I make fun of the "going green" trend a lot. A lot. But the truth is, our earth is going to melt (or something) if we don't do something about it relatively soon. Small change is still change, and though it will take more than a few canvas Anya Hindmarch bags, we can do something to make a difference.
Today's guest blogger, my dear friend Brian, knows much more about this than I do. Here, educate yourselves: Commodity Fetishism.
Commodity fetishism is a Marxian term used to describe the consumer's relationship with consumables. In capitalist societies, Marx argues, we attribute the value of the commodity to the object itself and
completely discount the labor and resources that went into producing said commodity.

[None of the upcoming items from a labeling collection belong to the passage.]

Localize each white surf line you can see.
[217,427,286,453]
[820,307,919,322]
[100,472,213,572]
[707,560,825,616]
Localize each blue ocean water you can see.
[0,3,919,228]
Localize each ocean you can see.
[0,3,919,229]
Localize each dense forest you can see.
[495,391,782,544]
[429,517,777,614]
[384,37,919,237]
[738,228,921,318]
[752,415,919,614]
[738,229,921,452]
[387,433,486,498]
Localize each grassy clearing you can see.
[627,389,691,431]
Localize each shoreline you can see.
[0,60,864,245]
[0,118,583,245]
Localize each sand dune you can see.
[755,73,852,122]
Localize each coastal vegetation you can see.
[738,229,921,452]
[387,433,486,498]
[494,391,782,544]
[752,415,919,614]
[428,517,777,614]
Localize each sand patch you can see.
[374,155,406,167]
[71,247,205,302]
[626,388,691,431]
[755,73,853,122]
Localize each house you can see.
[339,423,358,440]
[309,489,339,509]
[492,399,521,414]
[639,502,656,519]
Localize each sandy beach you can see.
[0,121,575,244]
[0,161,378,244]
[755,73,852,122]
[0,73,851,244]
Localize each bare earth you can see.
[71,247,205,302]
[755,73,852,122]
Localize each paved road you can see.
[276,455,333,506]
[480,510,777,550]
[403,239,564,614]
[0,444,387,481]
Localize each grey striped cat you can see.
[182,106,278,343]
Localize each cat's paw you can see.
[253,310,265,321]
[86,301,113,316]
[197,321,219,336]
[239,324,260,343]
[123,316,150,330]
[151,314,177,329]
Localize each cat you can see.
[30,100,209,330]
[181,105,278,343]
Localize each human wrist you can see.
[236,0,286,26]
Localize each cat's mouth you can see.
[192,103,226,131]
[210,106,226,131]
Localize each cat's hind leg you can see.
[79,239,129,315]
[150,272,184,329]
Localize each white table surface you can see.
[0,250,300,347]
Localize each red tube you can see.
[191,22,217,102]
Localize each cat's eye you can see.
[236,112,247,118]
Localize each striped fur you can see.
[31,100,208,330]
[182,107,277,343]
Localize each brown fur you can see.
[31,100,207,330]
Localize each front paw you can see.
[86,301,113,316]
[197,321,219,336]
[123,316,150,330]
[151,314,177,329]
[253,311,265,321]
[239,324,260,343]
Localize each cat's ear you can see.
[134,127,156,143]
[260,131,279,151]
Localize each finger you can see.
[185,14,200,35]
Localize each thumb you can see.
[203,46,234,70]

Marx uses commodity fetishism to explain the success of capitalism in general. If we, as consumers, knew about the exploitation of resources and labor, we would be considerably less inclined to buy such items. The success of capitalists lies in their ability to remove the experience of production from the product itself.
Commodity fetishism takes a particularly interesting turn with the current trend of better knowing where our products come from. Beginning in the 1990s, consumers began to demand their tennis shoes be made sweatshop-free, and today we enjoy fair trade coffee and locally produced farm products. Companies market their social responsibility and consumers have responded.
As always, more can be done. We live in the information age where a quick Google search can allow consumers to know exactly where their purchases come from. A general rule of thumb: if social responsibility is not being advertised, it's probably not being done.
Here, for your enjoyment, is my favorite socially responsible outfit, as of late:
Above: We all know--and are constantly reminded--that American Apparel clothes are manufactured in downtown LA. But that certainly doesn't mean we shouldn't support sweatshop-free apparel. They've also got a sustainable t-shirt, which is pretty neat.
Above: Ernest Sewn jeans are made with hand-picked, organic cotton, both of which are eco-friendly.
Above: Though extremely annoying product names and advertisements, you can't deny that Kenneth Cole's corporate social responsibility is pretty good.